Não, no Podemos não há dois projetos políticos nem ideológicos enfrentados, uma ala “radical” (Iglesias) contra um ala “moderada” (Errejón). Nem muito menos três, como vem ventilando a imprensa dando ar à corrente Anticapitalistas, que a única coisa que demonstrou até agora é sua incapacidade para apresentar um projeto político independente do reformismo.

Tanto Iglesias como Errejón, com o vergonhoso consentimento da Anticapitalistas, defendem um programa e uma estratégia de reforma do capitalismo nos marcos da democracia liberal, apelando a uma mistura eclética de ideias extraídas do arsenal do eurocomunismo, a velha socialdemocracia e o pós-marxismo de Laclau.

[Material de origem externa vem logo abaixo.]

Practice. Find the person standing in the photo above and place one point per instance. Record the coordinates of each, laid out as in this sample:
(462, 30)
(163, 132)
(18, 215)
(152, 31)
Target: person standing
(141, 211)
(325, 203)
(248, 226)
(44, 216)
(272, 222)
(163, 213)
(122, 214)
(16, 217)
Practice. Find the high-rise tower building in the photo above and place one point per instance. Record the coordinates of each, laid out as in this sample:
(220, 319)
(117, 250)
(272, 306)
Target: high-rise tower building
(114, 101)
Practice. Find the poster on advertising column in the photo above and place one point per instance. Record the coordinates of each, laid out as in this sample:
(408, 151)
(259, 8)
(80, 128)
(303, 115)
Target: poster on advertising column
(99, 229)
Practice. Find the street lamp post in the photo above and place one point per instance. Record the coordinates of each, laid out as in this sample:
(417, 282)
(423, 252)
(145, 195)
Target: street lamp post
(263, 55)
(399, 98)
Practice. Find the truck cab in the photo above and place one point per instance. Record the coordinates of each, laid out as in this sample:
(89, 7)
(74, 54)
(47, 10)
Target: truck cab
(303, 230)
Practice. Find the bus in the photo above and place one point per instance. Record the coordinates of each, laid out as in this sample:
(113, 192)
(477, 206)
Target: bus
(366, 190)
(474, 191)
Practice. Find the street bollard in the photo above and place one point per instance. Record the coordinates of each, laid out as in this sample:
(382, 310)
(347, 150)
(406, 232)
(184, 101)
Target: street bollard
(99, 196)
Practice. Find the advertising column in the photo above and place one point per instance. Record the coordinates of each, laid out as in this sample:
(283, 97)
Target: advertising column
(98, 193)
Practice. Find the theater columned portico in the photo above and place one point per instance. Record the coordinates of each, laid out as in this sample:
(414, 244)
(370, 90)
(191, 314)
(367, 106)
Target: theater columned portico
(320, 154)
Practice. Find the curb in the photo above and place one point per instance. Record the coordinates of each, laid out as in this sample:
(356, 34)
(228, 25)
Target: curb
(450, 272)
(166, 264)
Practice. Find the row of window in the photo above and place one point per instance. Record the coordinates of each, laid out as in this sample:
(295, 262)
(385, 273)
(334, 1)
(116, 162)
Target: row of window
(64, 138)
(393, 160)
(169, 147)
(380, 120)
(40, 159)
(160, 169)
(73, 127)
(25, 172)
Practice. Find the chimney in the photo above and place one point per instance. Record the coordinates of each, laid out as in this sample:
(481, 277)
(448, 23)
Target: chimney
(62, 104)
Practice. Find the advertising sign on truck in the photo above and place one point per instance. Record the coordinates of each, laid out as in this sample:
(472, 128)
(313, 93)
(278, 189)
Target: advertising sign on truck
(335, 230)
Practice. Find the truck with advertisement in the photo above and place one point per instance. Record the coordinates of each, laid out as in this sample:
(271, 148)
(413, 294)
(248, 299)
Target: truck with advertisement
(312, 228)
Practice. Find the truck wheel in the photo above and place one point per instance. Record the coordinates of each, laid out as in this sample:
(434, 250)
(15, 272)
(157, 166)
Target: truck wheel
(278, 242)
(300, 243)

Não está claro como evoluirá a crise do Podemos, se continuarão as “purgas” ou se haverá a fumaça da paz. Tampouco se sabe como será o novo round de negociações com o PSOE.

O que sim está claro é que, nem sendo coadjuvante da regeneração do Regime de 1978, nem apostando em novas eleições com a esperança de pactuar em melhores condições com o PSOE, o Podemos poderá ser uma alternativa para a resolução íntegra e efetiva de todas as reivindicações democráticas e sociais pendentes. Porque para isso falta pôs em prática uma estratégia que se enfrente com os poderes fáticos do regime capitalista espanhol, e não que busque novos “compromissos históricos” para salvá-lo.